In foto opera di: Mario Merz | ” Che fare?” – 1968 – Alluminio, cera, neon
Oggi assistiamo con grande velocità a quello che potremmo definire “superamento dell’accesso” o ancora “eccesso di accessibilità“.
Dopo aver assistito al cambiamento radicale dei nostri comportamenti e delle nostre possibilità, stiamo verificando come questa nuova era dell’accesso, già teorizzata da Rifkin nel 2000, stia palesando quella che un tempo avremmo definito, senza troppi indugi, mediocrità o totale improvvisazione progettuale se vogliamo rimanere nel campo del design.
Da un lato gli strumenti del fare digitale permettono una incredibile flessibilità, velocità nonchè puntualità di risultato; dall’altro però il progettista autoconvinto, o semplicemente superficiale, si pre-carica del proprio metodo copia-incolla e grazie all’appagamento sociale (spesso autocertificato nei likes e nei follower) e allo stupore immediato che i progetti mediocri vantano spesso di primo acchito, produce elaborati privi di visione di insieme e prospettiva.
Confonde la vista per la vision e si ferma ai blocchi di partenza mentre gli altri sfrecciano alla meta.
Difficile è comprendere a volte se questa mediocrità si avvicini al concetto di democratico, alla portata di tutti, e che sotto questo punto di vista non creerebbe tanto sdegno.
L’aspetto commerciale o di garanzia di continuità dato dalle vendite e dato dall’apprezzamento del pubblico è di per sè necessario oltre che corretto, se dichiarato all’utente però.
Ma sta di fatto che si riscontra ora la difficoltà a far comprendere quella che è la base del lavoro oltre che la giusta anima di un progetto: la ricerca e la progettazione.
Il design, sia esso di interfaccia che di oggetto, vacilla quindi tra democrazia, autorialità e totale assenza di concetti.
E’ richiesta quindi ancor di più una maggiore forza da parte di chi invece crea e progetta ben considerando questi aspetti.
E’ richiesta la formazione e la dimostrazione.
Come se ogni lavoro debba necessariamente giustificarsi o certificarsi continuamente.
Questo potrebbe essere elemento interessante di crescita e di ulteriore avanzamento ma si arriva presto al problema temporale, finanche economico, che riporta immediatamente il progettista a dover fare i conti con questi aspetti.

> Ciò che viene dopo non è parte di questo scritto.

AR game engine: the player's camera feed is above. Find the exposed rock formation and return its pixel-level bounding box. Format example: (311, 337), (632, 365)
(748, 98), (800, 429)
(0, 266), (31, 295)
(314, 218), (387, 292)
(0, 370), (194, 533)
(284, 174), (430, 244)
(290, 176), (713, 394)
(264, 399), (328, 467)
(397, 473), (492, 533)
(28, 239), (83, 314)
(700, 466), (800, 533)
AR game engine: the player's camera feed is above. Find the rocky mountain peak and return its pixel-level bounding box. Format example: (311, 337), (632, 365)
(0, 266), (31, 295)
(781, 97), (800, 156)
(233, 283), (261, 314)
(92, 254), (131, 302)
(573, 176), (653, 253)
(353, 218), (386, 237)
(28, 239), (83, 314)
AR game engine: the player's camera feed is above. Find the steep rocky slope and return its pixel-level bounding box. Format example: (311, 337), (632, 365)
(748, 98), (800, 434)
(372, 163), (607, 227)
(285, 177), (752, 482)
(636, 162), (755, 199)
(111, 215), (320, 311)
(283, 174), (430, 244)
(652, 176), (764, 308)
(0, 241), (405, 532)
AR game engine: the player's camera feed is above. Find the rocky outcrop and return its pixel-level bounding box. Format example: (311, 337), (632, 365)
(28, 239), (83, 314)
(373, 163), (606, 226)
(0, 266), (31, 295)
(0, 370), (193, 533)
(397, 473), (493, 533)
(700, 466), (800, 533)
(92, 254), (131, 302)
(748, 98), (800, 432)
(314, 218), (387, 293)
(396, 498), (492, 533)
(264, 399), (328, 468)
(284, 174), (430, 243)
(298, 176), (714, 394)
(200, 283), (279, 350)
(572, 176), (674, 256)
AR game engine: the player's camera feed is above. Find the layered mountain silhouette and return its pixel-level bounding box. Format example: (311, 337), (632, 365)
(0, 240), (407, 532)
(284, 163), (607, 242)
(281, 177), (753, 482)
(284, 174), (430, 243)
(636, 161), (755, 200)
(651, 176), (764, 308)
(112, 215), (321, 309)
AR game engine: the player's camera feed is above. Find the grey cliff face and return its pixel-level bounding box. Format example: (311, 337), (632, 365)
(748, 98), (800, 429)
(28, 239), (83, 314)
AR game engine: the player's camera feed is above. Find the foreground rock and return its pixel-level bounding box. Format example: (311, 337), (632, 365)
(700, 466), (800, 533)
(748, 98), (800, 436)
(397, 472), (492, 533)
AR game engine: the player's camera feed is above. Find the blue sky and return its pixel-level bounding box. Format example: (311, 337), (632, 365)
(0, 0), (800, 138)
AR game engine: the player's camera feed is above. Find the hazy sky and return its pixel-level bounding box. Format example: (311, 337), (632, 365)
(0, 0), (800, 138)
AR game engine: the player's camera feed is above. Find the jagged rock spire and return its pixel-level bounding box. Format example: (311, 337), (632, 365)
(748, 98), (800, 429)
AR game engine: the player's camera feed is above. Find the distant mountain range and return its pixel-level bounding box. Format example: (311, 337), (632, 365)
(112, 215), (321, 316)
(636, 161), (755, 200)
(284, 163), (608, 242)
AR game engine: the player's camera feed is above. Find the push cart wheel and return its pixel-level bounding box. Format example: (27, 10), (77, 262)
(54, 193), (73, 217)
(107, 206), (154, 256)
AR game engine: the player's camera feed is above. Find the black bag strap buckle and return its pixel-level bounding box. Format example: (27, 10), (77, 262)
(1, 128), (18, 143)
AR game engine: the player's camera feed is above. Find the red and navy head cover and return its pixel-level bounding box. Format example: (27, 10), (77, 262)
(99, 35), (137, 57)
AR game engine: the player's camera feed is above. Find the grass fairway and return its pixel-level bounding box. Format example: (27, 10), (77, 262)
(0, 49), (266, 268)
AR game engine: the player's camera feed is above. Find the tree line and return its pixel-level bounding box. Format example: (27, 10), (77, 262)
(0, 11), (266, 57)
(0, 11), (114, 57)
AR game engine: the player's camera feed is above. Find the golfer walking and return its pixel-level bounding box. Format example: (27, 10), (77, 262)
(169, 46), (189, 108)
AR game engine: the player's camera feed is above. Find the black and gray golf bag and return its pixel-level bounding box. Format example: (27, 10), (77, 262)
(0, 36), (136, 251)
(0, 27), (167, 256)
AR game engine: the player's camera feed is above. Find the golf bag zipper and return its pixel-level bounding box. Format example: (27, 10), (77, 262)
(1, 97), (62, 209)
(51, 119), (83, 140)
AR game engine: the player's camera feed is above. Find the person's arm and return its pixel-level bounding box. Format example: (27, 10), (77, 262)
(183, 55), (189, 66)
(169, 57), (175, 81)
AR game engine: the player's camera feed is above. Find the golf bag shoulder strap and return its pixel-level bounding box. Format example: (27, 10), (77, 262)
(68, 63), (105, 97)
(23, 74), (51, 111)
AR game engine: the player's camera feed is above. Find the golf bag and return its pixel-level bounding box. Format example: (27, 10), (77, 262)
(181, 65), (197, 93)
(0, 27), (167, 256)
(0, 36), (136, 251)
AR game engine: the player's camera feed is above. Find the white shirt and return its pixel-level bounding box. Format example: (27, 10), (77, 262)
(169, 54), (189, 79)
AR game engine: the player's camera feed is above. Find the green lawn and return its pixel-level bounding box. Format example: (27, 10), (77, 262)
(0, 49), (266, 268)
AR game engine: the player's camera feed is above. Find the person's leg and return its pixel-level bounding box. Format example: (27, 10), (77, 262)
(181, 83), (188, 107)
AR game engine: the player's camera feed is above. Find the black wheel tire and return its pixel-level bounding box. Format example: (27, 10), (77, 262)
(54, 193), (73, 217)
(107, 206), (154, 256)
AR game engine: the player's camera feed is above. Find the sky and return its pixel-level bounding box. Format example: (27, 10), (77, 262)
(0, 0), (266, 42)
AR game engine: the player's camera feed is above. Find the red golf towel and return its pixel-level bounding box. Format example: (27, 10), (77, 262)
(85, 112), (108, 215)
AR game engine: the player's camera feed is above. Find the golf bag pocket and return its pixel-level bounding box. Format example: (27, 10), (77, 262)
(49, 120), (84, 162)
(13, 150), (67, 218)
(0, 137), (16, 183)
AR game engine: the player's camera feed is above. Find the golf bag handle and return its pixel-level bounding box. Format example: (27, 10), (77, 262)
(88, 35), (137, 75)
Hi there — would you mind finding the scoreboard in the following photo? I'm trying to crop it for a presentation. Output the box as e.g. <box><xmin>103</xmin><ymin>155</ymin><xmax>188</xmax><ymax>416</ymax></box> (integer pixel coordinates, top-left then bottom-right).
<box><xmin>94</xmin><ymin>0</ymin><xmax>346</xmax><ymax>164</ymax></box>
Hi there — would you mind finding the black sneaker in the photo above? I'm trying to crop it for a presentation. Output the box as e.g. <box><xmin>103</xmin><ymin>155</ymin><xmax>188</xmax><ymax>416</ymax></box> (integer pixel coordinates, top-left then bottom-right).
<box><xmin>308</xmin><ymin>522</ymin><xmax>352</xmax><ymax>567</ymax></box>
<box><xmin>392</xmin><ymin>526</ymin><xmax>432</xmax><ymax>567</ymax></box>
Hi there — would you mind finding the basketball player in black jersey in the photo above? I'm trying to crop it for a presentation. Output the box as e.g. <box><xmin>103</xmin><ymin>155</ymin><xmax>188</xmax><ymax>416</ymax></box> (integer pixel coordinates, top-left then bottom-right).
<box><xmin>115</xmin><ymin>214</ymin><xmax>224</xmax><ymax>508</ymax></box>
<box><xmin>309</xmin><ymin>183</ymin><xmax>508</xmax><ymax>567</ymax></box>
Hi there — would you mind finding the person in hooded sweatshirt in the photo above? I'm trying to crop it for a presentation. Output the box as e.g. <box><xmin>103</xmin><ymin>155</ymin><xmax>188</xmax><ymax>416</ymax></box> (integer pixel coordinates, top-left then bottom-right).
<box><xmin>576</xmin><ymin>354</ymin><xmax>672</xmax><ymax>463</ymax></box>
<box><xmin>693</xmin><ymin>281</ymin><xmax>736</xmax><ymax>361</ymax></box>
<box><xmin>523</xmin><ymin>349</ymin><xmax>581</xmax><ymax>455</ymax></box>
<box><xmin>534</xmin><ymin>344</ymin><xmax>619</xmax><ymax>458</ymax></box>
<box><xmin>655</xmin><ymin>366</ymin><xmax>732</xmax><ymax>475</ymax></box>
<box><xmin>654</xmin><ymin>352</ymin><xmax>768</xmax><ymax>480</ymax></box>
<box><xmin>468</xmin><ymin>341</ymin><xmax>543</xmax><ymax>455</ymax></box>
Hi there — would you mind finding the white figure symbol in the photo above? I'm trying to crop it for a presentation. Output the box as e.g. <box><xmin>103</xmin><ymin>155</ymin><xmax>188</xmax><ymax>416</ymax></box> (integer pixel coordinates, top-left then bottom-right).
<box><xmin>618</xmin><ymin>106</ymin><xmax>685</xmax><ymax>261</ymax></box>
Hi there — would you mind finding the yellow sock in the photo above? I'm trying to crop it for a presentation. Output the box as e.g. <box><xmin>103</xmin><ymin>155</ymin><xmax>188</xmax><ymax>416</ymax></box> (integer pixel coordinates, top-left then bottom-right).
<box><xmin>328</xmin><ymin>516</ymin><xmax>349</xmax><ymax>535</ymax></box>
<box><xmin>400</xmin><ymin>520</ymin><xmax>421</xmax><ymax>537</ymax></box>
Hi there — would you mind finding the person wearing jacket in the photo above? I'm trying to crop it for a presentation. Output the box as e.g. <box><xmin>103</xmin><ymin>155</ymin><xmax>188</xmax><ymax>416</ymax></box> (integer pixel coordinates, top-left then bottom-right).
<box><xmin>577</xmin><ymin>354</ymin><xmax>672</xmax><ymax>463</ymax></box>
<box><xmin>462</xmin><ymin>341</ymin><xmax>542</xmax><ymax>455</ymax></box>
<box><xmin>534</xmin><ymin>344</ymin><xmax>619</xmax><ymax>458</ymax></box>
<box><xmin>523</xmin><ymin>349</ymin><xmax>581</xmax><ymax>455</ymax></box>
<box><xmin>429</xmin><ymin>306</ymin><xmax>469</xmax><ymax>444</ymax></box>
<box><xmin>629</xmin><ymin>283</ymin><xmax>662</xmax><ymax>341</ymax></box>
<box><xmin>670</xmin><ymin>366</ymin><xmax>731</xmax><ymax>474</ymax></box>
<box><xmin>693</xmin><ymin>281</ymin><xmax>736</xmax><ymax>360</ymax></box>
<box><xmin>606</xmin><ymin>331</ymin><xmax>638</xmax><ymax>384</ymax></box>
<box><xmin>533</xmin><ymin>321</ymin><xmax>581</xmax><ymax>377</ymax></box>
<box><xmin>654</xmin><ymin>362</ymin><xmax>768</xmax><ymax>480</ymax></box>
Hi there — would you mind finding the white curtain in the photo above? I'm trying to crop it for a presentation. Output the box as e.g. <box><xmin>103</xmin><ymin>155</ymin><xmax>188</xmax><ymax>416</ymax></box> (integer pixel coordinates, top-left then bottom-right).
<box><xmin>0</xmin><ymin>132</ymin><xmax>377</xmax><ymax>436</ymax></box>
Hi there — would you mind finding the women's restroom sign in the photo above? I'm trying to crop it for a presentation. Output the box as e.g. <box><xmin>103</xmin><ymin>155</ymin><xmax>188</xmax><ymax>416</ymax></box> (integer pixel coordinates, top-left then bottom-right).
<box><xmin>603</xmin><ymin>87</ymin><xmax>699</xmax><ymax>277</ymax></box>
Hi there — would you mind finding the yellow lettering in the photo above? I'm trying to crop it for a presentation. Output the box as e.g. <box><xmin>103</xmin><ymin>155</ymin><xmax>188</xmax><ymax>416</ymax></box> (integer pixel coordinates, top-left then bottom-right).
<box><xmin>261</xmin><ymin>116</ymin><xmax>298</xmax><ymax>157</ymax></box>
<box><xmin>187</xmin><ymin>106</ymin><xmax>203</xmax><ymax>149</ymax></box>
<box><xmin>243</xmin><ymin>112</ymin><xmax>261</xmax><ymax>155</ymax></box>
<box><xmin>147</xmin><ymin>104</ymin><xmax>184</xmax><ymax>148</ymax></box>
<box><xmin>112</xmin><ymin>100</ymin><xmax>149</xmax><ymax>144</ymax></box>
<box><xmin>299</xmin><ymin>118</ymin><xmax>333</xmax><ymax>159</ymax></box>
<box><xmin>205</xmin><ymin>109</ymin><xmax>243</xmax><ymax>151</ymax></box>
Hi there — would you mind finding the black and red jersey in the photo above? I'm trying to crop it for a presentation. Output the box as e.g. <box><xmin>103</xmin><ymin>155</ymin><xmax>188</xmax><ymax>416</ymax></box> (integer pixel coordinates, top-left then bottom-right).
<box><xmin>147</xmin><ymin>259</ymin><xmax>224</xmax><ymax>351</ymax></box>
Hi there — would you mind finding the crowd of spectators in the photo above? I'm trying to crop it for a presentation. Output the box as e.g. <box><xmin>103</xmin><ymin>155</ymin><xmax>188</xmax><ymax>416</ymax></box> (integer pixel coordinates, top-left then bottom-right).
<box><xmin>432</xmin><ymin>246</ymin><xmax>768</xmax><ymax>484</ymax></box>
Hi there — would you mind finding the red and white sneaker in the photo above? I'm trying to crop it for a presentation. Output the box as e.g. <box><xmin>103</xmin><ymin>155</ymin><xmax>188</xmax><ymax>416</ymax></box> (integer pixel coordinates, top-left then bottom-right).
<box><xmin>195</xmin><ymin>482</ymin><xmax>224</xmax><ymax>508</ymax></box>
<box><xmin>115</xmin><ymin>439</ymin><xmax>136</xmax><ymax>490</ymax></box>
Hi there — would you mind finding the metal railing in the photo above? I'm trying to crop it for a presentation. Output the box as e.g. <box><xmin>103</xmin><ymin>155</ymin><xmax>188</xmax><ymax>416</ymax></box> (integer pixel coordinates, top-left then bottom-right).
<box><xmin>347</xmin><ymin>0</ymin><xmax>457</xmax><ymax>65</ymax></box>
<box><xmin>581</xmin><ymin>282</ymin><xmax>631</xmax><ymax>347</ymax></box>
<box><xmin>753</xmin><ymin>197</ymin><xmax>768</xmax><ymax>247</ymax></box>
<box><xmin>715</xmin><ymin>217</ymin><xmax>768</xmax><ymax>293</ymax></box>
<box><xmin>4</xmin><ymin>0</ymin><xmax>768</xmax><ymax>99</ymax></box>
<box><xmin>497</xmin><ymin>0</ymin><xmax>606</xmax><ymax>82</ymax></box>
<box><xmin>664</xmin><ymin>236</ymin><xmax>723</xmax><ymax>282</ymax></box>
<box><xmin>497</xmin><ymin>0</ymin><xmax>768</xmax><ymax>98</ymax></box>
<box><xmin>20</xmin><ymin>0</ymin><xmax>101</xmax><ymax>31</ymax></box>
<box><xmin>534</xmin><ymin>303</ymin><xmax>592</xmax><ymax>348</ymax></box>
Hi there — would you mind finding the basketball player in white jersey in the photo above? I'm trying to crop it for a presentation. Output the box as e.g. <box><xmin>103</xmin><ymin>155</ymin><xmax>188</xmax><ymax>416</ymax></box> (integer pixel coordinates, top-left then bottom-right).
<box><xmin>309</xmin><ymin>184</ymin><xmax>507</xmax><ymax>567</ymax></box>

E’ quì che si palesa l’urgenza e la capacità di sintesi necessaria ad aver le idee chiare subito, ora, e lungo tutto il percorso del fare.
Da parte dello Studio OCCHIOIPERTESO nulla cambia.
Siamo da sempre abituati ad un metodo progettuale fatto di versioni e revisioni, scelte e approfondimenti trasversali frutto di analisi e ricerca continua; immediate nella testa e precise sulla carta.
La conoscenza del passato ci aiuta ogni giorno a progettare il futuro e per questo non ci spaventiamo davanti a così tante incertezze progettuali dilaganti.
Il fare contemporaneo è diventato immediato e così immediatamente scompare.